Evolutionary inquiry: Without natural parsites and bacteria routinly processed through internal MECHANISMS, why would humans need a liver? Without natural parasites and bacteria intrinsically woven into all forms of life, nothing would exist. No blue cheese, no milk, no beer, no vodka, no pizza, no pasta, no fruits or vegetables would grow, fallen trees would not decompose, deceased humans would remain unaffected. Like a human and our ecology...I assume since you are an expert on ecology and have 'transformations' creating complexities suited to humans changing needs and desires down pat, that "deep ecologists" agree with your assensment. They do not. The Earth is an organism not unlike ourselves. The biology of life is machinelike. A city is a machine and needs to be in the charge of an individual, much like Plato's philosopher king. Just as Octavious manipulated Rome and siezed power, leading the greatest Empire the world has ever known, so to must modern cities be governed by an individual. Parlimentary process is haphazard at best, futile at its worst.
Finally, your articles hint at following certain processes in order to obtain desired results. Who's results are we trying to attain? Are they Jane Jacob's? Overpopulation in this country will dictate living in communities not afforded the little old lady who keeps her eyes on the street. Making money and supporting your loved ones will render bustling streets and mixed use public places useless, there simply will not be any time to enjoy them. Cities do not emerge or morph over time. There is no recipe. There is only a destination, or a picture as you describe it, to reach for. Once again there is no recipe. If there was it would have been used and just like the bacteria responsible for fermenting blue cheese, i would not be here typing this riduculously long e-mail to try and get to a mind so clouded with supposed knowledge that it would apply emergence theory and mutational concepts to a problem that they do not apply to. No matter how you may try and relate the two, cities are not math. Cities are alive, they are machines, there is no recipe. If i'm wrong and you have the recipe for life or cities, i am sorry, and can you forward them to me. I wrote this because your articles denounced anothers ideas as incorrect. Le Corbusier's ideas were not demonic, they were misapplied by politicians.
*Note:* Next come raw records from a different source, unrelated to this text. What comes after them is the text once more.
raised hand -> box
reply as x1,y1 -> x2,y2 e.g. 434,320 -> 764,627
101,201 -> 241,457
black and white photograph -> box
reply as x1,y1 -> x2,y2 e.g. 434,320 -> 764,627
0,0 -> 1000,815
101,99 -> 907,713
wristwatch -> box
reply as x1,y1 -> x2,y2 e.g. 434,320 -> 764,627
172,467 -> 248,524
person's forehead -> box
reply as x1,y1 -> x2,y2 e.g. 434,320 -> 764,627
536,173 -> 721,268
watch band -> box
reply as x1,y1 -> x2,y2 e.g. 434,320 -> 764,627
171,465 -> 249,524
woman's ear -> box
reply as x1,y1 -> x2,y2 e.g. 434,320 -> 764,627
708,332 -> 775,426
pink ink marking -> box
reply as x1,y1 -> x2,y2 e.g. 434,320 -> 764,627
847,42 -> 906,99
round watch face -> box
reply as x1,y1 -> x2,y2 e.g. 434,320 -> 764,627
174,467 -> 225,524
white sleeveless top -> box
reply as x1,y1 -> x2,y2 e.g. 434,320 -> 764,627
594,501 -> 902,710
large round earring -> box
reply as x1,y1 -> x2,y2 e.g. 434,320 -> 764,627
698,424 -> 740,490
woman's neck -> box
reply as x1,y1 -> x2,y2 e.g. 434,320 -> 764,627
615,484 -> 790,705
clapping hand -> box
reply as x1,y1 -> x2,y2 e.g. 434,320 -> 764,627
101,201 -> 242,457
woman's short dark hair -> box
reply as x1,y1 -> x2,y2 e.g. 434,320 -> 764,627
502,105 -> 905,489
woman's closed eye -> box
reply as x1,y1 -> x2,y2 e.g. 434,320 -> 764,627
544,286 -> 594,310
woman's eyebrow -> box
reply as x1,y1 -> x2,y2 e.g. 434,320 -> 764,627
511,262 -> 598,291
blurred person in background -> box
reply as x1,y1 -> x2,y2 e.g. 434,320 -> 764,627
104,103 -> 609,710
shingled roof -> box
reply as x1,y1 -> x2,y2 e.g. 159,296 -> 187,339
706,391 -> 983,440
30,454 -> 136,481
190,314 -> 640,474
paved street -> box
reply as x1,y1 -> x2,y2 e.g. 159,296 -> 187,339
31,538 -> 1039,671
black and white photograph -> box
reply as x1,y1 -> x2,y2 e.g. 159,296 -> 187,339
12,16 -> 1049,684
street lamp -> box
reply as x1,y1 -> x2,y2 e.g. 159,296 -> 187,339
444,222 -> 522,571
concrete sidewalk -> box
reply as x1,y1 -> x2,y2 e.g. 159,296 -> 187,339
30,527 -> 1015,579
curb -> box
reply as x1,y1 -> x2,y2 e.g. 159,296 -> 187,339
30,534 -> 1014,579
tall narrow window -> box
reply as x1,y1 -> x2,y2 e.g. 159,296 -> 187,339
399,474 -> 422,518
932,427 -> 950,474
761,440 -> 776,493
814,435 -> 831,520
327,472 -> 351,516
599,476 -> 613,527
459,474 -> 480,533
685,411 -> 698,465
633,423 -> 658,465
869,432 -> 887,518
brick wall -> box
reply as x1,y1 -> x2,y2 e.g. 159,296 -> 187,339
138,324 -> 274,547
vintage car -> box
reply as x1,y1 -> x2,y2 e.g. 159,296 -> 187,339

The industrial advancements you write about and the ensuing need to utilyze them sound remarkably similar to Le Corbusier's rational with steel framework. Harvard University President Lawrence H. Summers in his remarks to the Harvard Graduate School of Design had this to say, "I think we're living in a magic bullet moment right now. And it's inevitable that in a few years we'll be hearing how all these wonderful new builings we're seeing now didn't live up to expectations, didn't deliver the tourists and the investment that they should have, cost more money than expected, are difficult to maintain." These words could have been written in 1962 as the Robert Taylor homes in Chicago were being torn down before they were finished being built. The were not however, they were written in 2005. Never say never, the mathematics of a city or theories of emergence sound like Corbusiers Golden Ratio, I truly hope you at least know what that means, you should, after all Corbusiers demonic. You would not call a person names without fully understanding his ideals and principle beliefs would you?

The main work of urbanism, embodied in building and zoning codes, is essentially algorithmic, made up of if-statements. If something, do this or that. So in that sense any good urbanism is just researching and developing protocols for how a city will grow around the chaotic "program" (in the architectural sense) of the city as a whole.

great insights, thank you for publishing this. i agree with many of your points and am excited to see the future of urbanism given ideas of emergence, especially as it is reinforced by the movement of landscape urbanism.
given your background in computer science, are you interested in finding algorithms that start to express the combinatory logics that manifest the city?
i am a graduate student in architecture and interested in how ideas of landscape ecology and an expanded notion of density [namely topologic and network, besides physical] can begin to redefine how our cities are generated.